Whilst you can never really be certain about what the interview will entail, or completely eliminate nerves, there are steps you can take to ensure that you present well and maximise your chances of landing the job.
Some simple tips for securing your next role.
1. Don’t be late…but please don’t be early!
Turning up half an hour early is almost as off-putting as arriving half an hour late. Your interviewer can interpret this as you assuming they have nothing better to do that day except interview you. If you’re early, grab yourself a coffee and relax. This will help to lessen your nerves and put you in far better stead for your interview than feeling awkward sitting in a waiting room for 30 minutes.
2. Don’t ‘sell’ yourself
An interview is largely about assessing whether or not there is a cultural fit. Especially when interviewing lawyers, it’s usually immediately obvious from consulting a CV whether someone has the right experience and technical skills, but a face-to-face interview is about whether or not you’ll fit in socially and culturally. Don’t be a salesperson about how great you are – it can make you sound desperate. The interviewer will decide whether you are the right person – you telling them that you are won’t convince them.
3. Stop thinking about it as an interview
Yes, we know it’s an interview, but try to think of it as just a meeting. A meeting is an exchange, you’re both asking and answering questions, as opposed to you being tested or put on the spot.

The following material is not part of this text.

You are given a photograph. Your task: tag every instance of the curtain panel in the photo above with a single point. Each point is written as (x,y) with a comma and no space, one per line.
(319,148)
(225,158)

If you think of an interview as a meeting, you’ll be less nervous and better able to answer questions more clearly and confidently, which is far more appealing to your interviewer.
4. Never assume the interviewer knows what you are talking about
This is particularly relevant for lawyers who are being interviewed by non-lawyers, which is often the case when it comes to in-house positions. Don’t assume that saying you’ve drafted many ‘convertible notes’ or that you are a ‘derivatives specialist’ means much (if anything) to the interviewer. However, take care to not be condescending either – no one likes a ‘know it all’. Try to not use jargon or overcomplicate things; be helpful and explain what your role entailed.
5. Review your CV before you walk in
We tend to think that we know our careers back to front, but an interviewer will want to know details. You’ll look unprofessional if you can’t remember the time period you worked at a particular firm, or the kind of work you did there. A quick refresh of your CV (and likely an update) can be incredibly worthwhile.